Friday, September 21, 2007

the outfielder who plunked Biggio?

As you may have seen or hear, Rick Ankiel is now playing outfield for the St. Louis Cardinals, after several years in the minors attempting to revive his career as a pitcher. This would seem to make Rick Ankiel the only outfielder who has ever plunked Craig Biggio.

Ankiel has only played 41 games as an outfielder so far, but that's still 37 more appearances at non-pitching positions than all the players who have plunked Biggio had up until this year. Only one pitcher who plunked Biggio had ever recorded an out at another position - Jose Deleon (who also recorded that out in the outfield for the Cardinals).

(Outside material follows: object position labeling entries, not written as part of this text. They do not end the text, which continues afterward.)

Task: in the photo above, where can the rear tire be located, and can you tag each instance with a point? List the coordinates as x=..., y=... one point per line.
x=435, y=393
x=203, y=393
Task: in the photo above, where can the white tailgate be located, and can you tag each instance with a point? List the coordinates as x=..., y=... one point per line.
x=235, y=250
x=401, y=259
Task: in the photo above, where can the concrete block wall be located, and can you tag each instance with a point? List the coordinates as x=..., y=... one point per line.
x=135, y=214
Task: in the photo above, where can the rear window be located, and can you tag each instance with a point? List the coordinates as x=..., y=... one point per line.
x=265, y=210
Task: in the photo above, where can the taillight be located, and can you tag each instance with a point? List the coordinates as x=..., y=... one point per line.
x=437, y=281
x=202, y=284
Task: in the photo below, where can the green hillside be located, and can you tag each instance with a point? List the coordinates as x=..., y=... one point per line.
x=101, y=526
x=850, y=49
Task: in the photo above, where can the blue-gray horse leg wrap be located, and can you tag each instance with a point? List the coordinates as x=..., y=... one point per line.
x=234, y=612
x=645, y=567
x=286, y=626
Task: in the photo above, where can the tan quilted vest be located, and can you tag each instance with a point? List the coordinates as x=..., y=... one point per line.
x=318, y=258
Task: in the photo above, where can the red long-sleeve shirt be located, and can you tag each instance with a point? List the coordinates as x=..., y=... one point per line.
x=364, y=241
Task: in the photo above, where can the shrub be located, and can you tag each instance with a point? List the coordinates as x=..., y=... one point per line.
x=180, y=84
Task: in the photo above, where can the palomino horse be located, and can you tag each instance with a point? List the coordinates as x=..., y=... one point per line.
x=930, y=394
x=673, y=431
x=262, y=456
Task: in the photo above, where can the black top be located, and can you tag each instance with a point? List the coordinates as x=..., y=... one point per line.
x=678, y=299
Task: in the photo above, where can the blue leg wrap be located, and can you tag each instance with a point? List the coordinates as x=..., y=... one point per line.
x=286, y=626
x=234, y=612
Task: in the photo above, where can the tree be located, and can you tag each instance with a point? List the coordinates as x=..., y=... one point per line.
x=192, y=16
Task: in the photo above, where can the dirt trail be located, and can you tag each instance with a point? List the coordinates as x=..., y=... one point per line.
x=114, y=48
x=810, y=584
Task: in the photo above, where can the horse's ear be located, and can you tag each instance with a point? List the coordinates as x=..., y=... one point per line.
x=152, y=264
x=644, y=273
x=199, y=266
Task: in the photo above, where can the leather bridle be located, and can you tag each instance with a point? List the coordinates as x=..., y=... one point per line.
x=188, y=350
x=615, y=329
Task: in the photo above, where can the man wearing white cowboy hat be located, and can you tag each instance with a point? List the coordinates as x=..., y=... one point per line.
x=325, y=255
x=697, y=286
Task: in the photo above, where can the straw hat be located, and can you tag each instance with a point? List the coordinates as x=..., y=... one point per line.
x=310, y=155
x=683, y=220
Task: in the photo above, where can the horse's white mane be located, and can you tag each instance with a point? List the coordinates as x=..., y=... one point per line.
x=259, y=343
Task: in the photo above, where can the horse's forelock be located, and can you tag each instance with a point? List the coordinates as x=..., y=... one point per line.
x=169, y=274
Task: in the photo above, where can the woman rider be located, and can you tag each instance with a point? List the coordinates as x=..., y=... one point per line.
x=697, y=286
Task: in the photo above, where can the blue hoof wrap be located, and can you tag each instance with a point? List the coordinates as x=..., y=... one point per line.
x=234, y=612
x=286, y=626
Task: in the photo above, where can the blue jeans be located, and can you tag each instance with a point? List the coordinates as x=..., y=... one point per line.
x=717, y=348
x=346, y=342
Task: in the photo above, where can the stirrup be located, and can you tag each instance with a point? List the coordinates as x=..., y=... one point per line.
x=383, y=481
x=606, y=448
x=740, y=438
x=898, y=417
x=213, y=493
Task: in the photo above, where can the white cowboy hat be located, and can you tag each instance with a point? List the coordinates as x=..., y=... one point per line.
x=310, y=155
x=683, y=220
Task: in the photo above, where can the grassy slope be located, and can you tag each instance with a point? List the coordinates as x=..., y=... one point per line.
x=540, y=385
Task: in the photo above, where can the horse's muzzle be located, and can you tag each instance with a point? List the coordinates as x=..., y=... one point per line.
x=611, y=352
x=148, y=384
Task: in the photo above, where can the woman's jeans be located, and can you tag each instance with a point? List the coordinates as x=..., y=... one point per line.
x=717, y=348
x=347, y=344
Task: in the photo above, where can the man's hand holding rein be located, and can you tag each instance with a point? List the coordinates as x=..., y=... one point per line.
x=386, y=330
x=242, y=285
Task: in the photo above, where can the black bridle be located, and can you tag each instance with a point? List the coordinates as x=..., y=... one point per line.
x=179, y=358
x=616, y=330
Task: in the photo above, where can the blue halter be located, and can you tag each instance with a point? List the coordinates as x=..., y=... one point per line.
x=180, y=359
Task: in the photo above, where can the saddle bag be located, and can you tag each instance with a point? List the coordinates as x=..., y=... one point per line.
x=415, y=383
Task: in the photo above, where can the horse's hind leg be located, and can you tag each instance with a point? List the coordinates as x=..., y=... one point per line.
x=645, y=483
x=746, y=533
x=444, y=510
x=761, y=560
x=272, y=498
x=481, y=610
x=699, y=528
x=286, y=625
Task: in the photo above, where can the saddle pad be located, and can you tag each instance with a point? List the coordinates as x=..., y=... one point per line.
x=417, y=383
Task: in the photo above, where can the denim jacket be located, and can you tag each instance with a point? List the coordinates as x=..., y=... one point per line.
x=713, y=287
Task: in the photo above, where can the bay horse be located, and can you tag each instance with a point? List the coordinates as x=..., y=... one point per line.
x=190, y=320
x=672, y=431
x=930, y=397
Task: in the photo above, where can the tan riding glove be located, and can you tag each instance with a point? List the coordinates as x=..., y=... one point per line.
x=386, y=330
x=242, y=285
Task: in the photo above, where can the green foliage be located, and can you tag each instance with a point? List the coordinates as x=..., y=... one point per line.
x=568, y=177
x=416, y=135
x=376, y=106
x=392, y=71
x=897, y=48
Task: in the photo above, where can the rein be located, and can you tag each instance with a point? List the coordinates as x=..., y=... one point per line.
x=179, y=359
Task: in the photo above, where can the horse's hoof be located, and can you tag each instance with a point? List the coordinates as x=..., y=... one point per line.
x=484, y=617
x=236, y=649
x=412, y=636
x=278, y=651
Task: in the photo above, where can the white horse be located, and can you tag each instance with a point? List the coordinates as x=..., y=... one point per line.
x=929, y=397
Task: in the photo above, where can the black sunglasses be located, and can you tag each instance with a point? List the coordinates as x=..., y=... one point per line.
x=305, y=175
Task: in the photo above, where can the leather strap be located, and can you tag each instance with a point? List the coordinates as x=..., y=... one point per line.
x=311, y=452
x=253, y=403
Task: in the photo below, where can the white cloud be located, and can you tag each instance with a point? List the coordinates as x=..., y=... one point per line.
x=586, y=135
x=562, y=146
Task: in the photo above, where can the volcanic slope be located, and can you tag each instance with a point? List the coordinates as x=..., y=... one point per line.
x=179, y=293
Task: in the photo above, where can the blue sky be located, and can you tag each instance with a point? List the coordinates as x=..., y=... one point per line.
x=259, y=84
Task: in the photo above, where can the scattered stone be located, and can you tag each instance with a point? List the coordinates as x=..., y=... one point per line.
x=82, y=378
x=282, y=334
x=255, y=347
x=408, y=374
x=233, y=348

If Ankiel continues to play well, he should have a chance at breaking most of the batting records among pitchers who have plunked Biggio. He's just one homer behind Carlos Zambrano, among Biggio plunkers - Zambrano has 12 to Ankiel's 11. He's only got 1 triple so far, but he only needs to get to 4 to pass Brian Anderson and AJ Burnett among those who have contributed to Biggio's plunks.

In the doubles category, Ankiel has 8 this year and 9 for his career, but if he keeps hitting them about once every 5 games, like he has this year, he won't get to Greg Maddux's career total of 35 until sometime next August. Ankiel will also need to come up with 211 more hits to catch Maddux in that category - Maddux has 265. (Yes, the record for hits among pitchers who have plunked Biggio is 20 less than the number of times they've plunked Biggio.)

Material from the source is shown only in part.